As the deadline for the United Nations’ 2030 Agenda for Sustainable Development approaches and challenges like poverty and climate change grow in urgency, corporations have an important role to play in supporting real change.

The current business model of “profits above all else” is no longer sustainable. World Economic Forum Founder Klaus Schwap describes corporations as social organisms that can bring the world closer to achieving shared goals. By investing in solutions to today’s problems, corporations can lead the creation of a new model where positive social impact and prosperity aren’t mutually exclusive.

The rise of impact investing

Impact investing—investing in companies or funds with a strong social mission—is starting to gain traction among global corporations in recent years.
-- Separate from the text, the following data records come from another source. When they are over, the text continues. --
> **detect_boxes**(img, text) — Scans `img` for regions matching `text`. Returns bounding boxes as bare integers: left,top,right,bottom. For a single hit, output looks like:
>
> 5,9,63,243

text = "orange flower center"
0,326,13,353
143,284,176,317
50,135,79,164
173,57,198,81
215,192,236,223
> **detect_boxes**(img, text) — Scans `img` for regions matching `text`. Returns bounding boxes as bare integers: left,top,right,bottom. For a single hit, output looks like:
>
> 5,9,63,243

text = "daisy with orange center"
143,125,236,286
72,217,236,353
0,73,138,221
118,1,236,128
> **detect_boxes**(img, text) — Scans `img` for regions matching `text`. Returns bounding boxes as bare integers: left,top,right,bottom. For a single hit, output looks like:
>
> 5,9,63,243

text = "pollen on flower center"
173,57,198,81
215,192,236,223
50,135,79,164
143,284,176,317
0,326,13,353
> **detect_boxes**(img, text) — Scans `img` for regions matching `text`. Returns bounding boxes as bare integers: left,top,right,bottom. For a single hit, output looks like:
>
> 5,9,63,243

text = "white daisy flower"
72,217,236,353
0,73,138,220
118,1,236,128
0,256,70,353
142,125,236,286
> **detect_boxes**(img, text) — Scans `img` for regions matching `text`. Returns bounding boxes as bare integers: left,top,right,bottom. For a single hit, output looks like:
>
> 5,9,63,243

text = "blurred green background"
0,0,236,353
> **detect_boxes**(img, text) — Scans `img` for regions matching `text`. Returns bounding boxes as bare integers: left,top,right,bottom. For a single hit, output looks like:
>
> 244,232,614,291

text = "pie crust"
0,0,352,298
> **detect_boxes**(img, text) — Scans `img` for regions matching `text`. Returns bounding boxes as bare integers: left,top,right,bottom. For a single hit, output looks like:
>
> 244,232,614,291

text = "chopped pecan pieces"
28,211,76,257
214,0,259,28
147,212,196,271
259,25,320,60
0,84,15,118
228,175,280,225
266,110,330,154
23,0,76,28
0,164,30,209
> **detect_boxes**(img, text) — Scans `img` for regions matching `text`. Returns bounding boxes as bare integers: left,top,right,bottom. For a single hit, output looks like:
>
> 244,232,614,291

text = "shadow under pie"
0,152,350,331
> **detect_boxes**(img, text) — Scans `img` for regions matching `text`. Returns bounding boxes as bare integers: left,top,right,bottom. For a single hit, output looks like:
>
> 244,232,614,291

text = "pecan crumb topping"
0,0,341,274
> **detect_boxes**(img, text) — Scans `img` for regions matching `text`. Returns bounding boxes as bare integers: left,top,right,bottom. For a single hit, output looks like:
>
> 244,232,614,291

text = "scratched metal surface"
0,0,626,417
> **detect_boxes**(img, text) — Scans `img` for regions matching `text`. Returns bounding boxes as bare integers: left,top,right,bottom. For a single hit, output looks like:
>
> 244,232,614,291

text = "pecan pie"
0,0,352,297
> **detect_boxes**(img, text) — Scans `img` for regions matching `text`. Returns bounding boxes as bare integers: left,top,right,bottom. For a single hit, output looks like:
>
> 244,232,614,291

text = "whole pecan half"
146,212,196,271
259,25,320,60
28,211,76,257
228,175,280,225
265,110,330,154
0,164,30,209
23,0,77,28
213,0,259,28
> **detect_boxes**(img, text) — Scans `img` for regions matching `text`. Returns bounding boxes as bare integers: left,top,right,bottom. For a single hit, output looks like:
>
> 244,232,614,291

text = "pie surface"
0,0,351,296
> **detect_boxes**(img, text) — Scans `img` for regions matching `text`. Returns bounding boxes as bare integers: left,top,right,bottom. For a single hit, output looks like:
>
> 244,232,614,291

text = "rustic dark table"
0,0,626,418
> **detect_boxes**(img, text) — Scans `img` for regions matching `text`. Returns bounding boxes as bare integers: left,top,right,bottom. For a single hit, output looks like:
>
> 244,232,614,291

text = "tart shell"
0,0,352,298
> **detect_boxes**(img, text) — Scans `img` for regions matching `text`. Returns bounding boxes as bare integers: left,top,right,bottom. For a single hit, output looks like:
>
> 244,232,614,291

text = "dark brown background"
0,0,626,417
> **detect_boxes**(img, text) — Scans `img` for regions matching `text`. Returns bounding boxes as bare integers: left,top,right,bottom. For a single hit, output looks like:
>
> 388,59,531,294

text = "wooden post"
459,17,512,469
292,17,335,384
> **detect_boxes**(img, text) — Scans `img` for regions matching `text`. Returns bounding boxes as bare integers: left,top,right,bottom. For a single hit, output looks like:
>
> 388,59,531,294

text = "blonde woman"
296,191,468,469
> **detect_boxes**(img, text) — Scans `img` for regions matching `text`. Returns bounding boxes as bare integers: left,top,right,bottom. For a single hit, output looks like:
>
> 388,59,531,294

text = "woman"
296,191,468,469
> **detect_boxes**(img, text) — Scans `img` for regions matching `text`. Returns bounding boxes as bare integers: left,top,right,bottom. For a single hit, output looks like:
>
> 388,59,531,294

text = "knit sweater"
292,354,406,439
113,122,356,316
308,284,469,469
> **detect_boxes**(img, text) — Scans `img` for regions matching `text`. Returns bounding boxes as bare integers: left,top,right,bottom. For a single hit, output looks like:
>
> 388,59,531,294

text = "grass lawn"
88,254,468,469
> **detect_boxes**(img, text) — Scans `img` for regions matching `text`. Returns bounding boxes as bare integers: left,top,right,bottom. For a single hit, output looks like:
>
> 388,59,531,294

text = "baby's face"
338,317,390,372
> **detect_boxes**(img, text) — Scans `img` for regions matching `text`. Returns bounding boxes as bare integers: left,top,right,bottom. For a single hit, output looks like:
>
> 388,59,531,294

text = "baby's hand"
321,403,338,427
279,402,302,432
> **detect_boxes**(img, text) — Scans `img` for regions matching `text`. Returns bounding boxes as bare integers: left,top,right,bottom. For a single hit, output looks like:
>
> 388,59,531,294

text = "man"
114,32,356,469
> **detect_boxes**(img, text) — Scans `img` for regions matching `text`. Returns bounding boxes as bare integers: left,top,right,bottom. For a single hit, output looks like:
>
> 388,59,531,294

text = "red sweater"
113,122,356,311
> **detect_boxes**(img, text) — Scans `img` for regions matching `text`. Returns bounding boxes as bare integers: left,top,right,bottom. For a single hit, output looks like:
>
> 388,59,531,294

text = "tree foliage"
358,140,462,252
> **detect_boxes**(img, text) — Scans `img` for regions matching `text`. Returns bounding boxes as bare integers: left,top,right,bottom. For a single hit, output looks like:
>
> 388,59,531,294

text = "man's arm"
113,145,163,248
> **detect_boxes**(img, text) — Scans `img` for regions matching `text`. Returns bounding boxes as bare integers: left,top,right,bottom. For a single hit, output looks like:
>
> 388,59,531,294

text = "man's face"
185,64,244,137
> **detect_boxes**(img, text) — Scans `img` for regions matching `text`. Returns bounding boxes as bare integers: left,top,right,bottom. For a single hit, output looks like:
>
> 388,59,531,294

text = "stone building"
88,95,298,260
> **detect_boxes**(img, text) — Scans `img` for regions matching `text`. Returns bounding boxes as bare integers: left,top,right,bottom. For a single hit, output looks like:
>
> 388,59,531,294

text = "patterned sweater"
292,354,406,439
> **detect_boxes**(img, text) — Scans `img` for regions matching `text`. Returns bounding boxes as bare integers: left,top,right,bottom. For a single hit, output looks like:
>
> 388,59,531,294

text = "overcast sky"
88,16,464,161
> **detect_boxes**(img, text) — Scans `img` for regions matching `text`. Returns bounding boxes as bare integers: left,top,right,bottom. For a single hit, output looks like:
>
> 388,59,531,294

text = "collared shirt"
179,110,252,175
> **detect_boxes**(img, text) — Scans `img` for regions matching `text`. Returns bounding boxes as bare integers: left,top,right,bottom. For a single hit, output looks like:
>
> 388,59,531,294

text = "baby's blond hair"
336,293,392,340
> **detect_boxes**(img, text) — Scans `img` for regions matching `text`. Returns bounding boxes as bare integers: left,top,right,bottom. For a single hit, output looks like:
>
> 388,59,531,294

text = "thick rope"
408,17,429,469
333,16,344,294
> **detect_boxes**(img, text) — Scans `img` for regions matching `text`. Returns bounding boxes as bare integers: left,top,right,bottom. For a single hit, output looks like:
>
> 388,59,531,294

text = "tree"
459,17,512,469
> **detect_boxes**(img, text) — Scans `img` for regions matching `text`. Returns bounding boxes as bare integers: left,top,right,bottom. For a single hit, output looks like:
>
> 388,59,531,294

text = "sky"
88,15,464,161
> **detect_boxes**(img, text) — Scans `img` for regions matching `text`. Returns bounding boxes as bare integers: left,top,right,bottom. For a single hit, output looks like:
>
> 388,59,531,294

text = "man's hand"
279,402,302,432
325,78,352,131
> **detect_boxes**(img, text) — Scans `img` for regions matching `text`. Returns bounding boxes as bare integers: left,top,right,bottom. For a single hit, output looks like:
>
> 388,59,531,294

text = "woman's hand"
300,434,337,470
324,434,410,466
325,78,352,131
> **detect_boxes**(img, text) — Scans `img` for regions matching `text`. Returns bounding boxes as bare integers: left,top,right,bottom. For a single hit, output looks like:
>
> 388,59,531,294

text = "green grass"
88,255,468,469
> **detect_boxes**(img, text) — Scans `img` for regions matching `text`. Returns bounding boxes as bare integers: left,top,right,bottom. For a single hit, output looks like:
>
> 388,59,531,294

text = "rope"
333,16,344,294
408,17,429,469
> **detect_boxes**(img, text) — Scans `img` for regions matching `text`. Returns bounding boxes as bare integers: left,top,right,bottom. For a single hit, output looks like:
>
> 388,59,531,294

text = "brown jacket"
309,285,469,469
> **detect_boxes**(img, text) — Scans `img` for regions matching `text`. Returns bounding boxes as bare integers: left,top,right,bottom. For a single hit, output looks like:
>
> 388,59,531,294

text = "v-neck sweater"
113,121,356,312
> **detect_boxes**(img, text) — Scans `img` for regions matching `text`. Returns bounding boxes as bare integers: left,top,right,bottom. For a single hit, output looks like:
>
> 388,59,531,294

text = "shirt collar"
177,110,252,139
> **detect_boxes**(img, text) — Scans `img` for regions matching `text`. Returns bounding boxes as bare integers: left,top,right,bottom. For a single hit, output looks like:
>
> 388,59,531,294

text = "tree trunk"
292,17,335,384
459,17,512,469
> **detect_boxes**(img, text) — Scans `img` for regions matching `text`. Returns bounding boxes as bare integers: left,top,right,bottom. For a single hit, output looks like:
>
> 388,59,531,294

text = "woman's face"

“There is far greater demand today from investors to find products that are aligned with their social values,” says Leah Nguyen, investment director of the TELUS Pollinator Fund for Good, a $100-million fund investing in companies focused on driving a positive social impact. Impact investing, guided by positive social principles, can directly fund the potential solutions to ongoing social issues.

“Solving for the root cause of these critical societal issues requires innovation and disruption, and impact investing is the fuel that drives it,” adds Nguyen.

Breaking ground in a new industry

Because impact investing is nascent, corporations pursuing the model are leaders in a new way of building business.

The TELUS Pollinator Fund for Good focuses its investments in healthcare, economic inclusion, agriculture, and cleantech—core areas of the business that are deeply entrenched in the company’s social purpose values. These values are a “natural extension” of the corporation, says Managing Partner Blair Miller.

“We see a vast pool of opportunity arising from the need to drive social change and solve global problems through technology; the market is a critical mechanism to drive that change,” adds Miller.

As impact grows, so do businesses

For companies with a social mission at their core, it is possible for revenues to grow alongside the impact they create in people’s lives with the proper capital, changing how for-profit companies tackle complex issues.

Raven Capital is an Ottawa and BCbased fund that invests in Indigenous entrepreneurs. Raven was founded to remove funding barriers and support economic reconciliation.

As the first Indigenous-owned and led fund in Canada, they can start from a place of trust with entrepreneurs in a way that others can’t.

“We are experiencing a pivot towards Indigenous ways of knowing and being in the investment world,” says Paul Lacerte, managing partner of Raven.

“We’ve clearly seen that business can be a force for good, and we think it’s an imperative and an obligation now,” says Miller.